Amy’s family, the Priory, 2 individual doctors, West London Mental Health NHS Trust and London Borough of Hounslow Social Services were all represented as Interested Parties.
Tania El-Keria, Amy's mother said: "Amy was my most loved youngest daughter, sister, niece and granddaughter with her whole life ahead of her. She had a warm heart and a great sense of humour. She never liked to see people treated unfairly and would be the first to stand and say "that's not right".
“For14 years we kept Amy safe. In less than three months under the care of the Priory she was dead. The only thing that has kept me going since her death nearly four years ago has been the need to achieve justice for my Amy.
“I knew the Priory's investigation following death was a whitewash and this inquest has proven that. If I had treated Amy and neglected her needs in the way Ticehurst house did she would have been taken away from me.
“I don't blame junior staff for what happened to Amy, I blame the Priory for failing to put in place the systems needed to keep her safe and for ensuring she received the care and treatment she so desperately needed.
“Had she lived, Amy would have turned 18 during this inquest hearing. I am so sad that others will not have the privilege of meeting someone as caring, loving and exceptional as Amy. The most important thing to me now is to change the system which is failing to provide the mental health care our children need. I will continue this fight in my Amy's name."
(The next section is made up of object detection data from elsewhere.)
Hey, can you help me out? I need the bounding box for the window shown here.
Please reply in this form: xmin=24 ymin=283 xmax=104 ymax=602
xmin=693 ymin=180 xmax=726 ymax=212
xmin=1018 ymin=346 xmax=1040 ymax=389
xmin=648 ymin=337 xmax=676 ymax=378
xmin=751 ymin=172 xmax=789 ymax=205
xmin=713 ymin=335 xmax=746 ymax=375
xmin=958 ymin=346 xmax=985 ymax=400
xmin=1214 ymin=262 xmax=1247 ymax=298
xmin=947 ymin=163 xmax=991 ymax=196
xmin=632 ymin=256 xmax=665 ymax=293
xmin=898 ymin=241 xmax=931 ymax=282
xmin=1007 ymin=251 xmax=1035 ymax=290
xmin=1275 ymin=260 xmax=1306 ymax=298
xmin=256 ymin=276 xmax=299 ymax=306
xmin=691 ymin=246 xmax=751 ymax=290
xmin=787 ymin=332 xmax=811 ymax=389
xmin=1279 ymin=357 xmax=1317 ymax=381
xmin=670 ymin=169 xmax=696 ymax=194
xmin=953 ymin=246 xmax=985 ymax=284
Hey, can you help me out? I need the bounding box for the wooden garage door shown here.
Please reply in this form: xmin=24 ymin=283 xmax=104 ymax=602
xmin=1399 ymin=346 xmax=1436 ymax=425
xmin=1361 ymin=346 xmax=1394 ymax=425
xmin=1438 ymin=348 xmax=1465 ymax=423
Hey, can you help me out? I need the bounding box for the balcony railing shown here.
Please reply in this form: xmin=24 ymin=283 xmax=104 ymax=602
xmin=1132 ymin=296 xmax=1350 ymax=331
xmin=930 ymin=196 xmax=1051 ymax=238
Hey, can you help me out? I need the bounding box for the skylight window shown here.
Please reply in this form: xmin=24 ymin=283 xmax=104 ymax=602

Deborah Coles, director of INQUEST, which has supported Amy’s family since her death, said: “The jury findings are an indictment of a mental health system that placed a child far away from home, in a private unit operating dangerous and grossly inadequate systems of care The desperate catalogue of failings exposed at this inquest all point to a system that is shamefully failing our responsibilities of care for vulnerable children.
“This evidence has only been exposed now, four years after Amy’s death, as a result of the family’s fight for a full inquest with a jury, resisted by the Priory.
“We must question the marketization of children's mental health, with the lack of visibility and structures of accountability that this brings.
“The only possible response to this case and the growing public outcry around mental health services for children and young people is for an urgent independent review. We call upon the Government to now take this necessary step. A failure to do so will almost certainly result in the further unnecessary deaths and suffering of more children.”
Tony Murphy, the family's solicitor from Bhatt Murphy: "The jury's powerful conclusions follow a four-year battle by Amy's family to establish the truth. The disturbing circumstances of Amy's death reveal the dangers involved in the NHS outsourcing psychiatric care of vulnerable young people to remote private institutions."